I was on the main through platform on the ‘up’ side – number four, although it was the number one in importance, and crowded now, as ever, and with a dark shine to all the polished brass and the black enamel signs, pointing outwards like signals as you walked along: ‘Gentlemen’s Waiting Rooms First Class’, ‘Ladies’ Waiting Rooms First Class’, ‘Refreshment Rooms’, ‘Left Luggage’, ‘Station Hotel’ and ‘Teas’.
No lost-luggage place in sight, however, although I knew that York, as the head station of its territory, did boast one, and that practically any article left on any train in the county came through it.

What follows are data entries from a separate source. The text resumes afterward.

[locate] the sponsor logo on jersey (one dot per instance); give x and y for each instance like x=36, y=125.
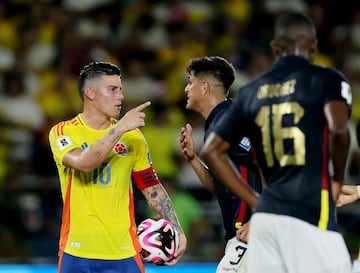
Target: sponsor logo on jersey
x=64, y=142
x=121, y=149
x=150, y=159
x=245, y=144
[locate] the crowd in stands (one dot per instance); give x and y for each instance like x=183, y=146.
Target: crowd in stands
x=45, y=43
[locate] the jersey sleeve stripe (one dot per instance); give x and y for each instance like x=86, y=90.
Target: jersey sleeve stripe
x=324, y=201
x=65, y=227
x=145, y=178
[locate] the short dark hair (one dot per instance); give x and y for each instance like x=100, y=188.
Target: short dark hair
x=216, y=66
x=94, y=70
x=286, y=22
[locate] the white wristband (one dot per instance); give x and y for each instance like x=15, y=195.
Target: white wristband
x=358, y=191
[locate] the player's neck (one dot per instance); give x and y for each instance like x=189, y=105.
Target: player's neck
x=95, y=121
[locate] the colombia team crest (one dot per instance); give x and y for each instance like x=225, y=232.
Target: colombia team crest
x=121, y=149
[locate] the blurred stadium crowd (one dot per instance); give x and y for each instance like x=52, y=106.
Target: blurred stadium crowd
x=45, y=43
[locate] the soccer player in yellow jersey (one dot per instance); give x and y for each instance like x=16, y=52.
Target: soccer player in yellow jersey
x=98, y=157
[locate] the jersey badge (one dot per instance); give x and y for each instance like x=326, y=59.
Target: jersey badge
x=121, y=149
x=245, y=144
x=64, y=142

Wondering whether it was on the ‘down’ side, I stepped on to the footbridge, into the confusion of a hundred fast-moving railway clerks, all racing home towards supper and a glass of ale. A goods train was rumbling along beneath. It was a run-through: dirty, four-coupled engine with all sorts pulled behind. I leaned out from the footbridge to take the heat and the smoke and steam from the chimney: the soft heat, and the sharpness of the smell . . . I’d heard of blokes who gave up the cigarette habit but one whiff of the smoke and they were back at it . . .

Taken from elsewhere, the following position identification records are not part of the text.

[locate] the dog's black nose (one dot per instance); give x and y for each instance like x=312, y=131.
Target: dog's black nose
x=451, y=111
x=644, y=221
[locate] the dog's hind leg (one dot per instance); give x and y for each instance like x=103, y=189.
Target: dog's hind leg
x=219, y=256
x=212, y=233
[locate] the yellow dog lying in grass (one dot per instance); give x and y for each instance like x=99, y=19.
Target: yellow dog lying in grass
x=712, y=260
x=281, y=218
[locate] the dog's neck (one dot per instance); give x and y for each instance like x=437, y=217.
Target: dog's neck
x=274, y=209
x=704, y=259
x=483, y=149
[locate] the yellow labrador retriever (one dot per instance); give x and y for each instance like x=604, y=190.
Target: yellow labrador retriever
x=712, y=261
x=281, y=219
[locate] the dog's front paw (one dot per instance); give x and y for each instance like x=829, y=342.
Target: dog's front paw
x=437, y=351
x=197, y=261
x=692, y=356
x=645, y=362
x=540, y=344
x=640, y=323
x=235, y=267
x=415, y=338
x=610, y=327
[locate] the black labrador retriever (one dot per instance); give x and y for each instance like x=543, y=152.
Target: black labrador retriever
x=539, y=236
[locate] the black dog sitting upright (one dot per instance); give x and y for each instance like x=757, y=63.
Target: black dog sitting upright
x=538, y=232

Half a dozen banana vans came towards the end, the rainwater still rolling off them, and finally the guard, leaning out of his van like a man on a boat. A telegraph boy came trotting over the bridge, and I put a hand out to stop him, thinking he’d know me as a Company man like himself but of course he didn’t, for I was in ordinary clothes. The kid pulled up sharpish all the same.
‘Any idea where Lost Luggage is, mate?’ I asked.

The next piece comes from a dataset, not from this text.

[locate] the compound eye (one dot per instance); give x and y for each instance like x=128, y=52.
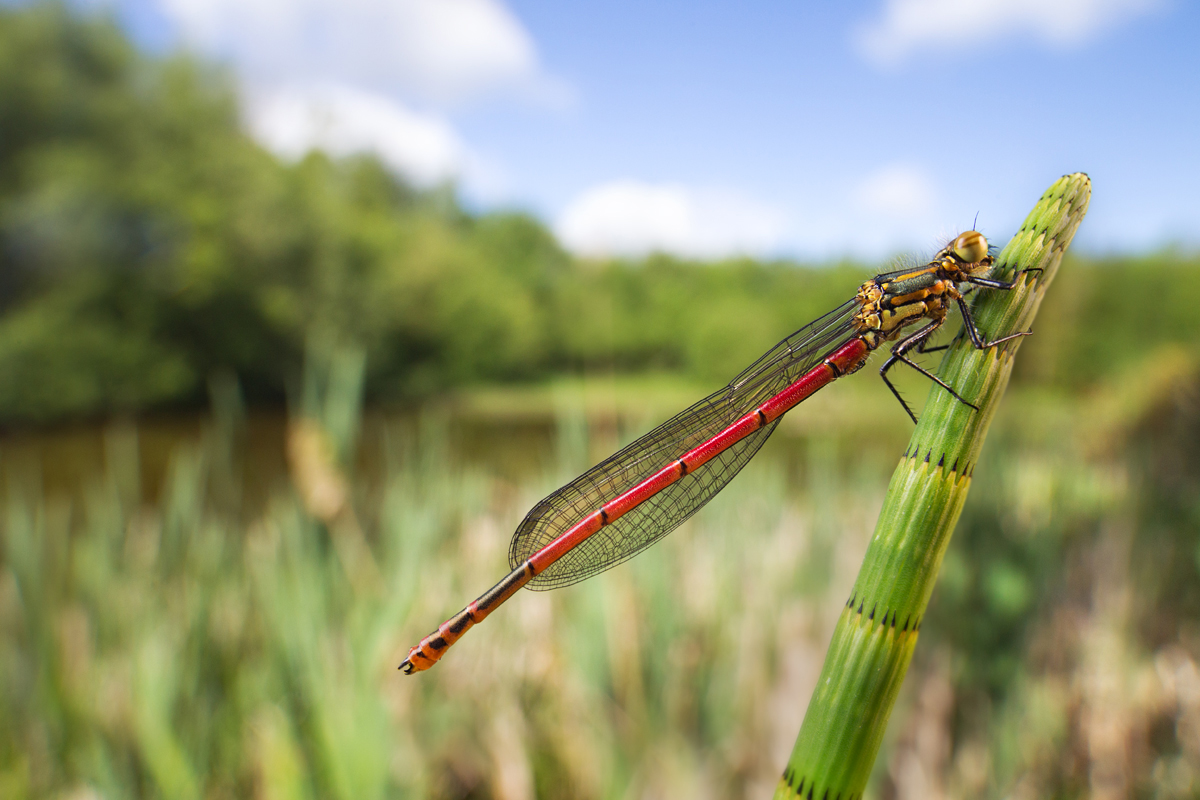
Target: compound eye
x=971, y=246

‘Down there, chief,’ he said.
But he was pointing to Left Luggage – the one on Platform Four.
‘No,’ I said. ‘Lost . . . Lost Luggage.’
The lad took a step back, surprised.
‘Lost Luggage is out of the station, chief,’ he said.
‘Not too far, I hope,’ I said, mindful of the teeming rain.
‘Over yonder,’ he said, putting his arm out straight in a south-easterly direction. ‘Out the main exit and turn right. What have you lost, chief? I’ll keep my eyes skinned.’